Treatment for BPD is a long-term endeavour, often requiring a commitment of a number of years. Progress is not always straight forward and there will be diversions along the way with relapse back to old behaviours in times of stress or crisis. Some guidelines suggested for helping your affected family member include:

  • Support your affected family member in the treatment program by encouraging him or her to attend treatment, take the medication as prescribed and lead a healthy lifestyle by eating well, exercising, getting enough rest and remaining abstinent from substances if this is a problem area.
  • Recognize that change can be stressful and difficult to achieve. Making progress in treatment, acquiring new skills, and becoming more independent can bring up fears that family members will start to withdraw protection and support and the person will be abandoned to manage on his or her own. These fears can lead to a relapse back to previous negative coping methods such as self-injury or a suicide attempt. It is important that family members support progress with words and encouragement that let their affected family member know they understand how difficult change is.
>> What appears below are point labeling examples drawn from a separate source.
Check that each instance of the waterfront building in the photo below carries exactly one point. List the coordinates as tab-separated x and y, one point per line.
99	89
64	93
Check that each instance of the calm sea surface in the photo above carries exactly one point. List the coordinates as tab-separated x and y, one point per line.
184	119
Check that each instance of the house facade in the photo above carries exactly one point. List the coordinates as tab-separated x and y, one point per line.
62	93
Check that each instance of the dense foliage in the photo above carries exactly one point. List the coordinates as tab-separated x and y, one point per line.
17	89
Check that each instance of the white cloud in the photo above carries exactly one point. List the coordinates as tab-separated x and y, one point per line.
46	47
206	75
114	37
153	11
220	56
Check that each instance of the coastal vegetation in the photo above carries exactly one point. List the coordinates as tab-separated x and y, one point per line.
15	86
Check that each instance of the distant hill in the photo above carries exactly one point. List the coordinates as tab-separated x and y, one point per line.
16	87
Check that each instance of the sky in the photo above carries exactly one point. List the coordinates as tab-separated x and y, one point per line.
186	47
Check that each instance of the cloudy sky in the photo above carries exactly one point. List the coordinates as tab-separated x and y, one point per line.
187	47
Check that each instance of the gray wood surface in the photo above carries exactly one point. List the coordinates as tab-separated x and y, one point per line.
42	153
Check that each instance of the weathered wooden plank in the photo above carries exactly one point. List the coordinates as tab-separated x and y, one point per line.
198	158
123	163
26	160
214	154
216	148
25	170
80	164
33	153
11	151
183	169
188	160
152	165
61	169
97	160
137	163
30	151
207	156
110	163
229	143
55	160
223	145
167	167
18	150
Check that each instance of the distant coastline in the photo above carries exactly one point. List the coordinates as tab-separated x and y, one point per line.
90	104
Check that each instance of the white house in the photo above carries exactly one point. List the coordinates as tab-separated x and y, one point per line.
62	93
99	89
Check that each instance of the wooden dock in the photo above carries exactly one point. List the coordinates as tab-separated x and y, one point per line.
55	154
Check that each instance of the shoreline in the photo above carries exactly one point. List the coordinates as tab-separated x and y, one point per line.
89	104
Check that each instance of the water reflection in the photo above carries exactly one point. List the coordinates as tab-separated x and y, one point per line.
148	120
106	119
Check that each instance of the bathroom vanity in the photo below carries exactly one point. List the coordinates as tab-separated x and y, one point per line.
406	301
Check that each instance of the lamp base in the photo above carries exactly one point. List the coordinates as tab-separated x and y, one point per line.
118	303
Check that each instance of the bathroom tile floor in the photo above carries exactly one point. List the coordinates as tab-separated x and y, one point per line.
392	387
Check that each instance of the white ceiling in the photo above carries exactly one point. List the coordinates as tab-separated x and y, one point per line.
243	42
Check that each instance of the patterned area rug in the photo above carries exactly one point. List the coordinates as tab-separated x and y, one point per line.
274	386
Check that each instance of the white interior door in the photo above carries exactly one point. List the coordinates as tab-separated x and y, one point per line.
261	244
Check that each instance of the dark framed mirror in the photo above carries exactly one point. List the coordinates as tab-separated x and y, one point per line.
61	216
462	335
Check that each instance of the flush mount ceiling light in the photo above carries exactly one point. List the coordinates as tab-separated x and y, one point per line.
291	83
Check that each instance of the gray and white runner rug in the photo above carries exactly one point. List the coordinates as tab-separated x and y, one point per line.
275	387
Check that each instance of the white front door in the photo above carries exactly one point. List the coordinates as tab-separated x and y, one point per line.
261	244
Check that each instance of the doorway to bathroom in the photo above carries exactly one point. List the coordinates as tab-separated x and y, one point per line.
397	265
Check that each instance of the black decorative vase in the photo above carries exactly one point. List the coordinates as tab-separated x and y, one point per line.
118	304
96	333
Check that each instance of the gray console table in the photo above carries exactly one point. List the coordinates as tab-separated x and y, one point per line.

  • Support your family member to set realistic goals, and to work on them one at a time, one step at a time. Though you don’t want to discourage your family member, it is very important to keep in mind the fine balance between a desire for independence and fears of abandonment. For example, a realistic goal might be enrolling in one university course for a semester rather than signing up for full-time classes; finding employment that he or she can manage or moving into a group home rather than moving out of the family home directly into independent living.
  • Maintain a cool and calm environment when dealing with conflict or a crisis. It is important to recognize that some of the symptoms of BPD, including intense and painful emotions, inability to deal with even small separations from significant people, and black and white (all good, all bad) thinking about people or situations can easily lead to family conflict or a crisis. Take time to listen, or make a time later if you are unable to deal with it at that moment. The important thing is for your family member with BPD to be heard and validated.
  • Remain optimistic, though change may be slow. The periods of time when symptoms are absent or much reduced will increase as your family member and you learn new skills for dealing with relapses.
  • Most important, don’t feel the responsibility is all yours to solve problems and be responsible. It is important to allow your affected family member to be in charge, try new behaviours and be responsible for negative behaviours.
  • If you are concerned, contact your family doctor or your family member’s treatment provider, or in emergency situations call 911.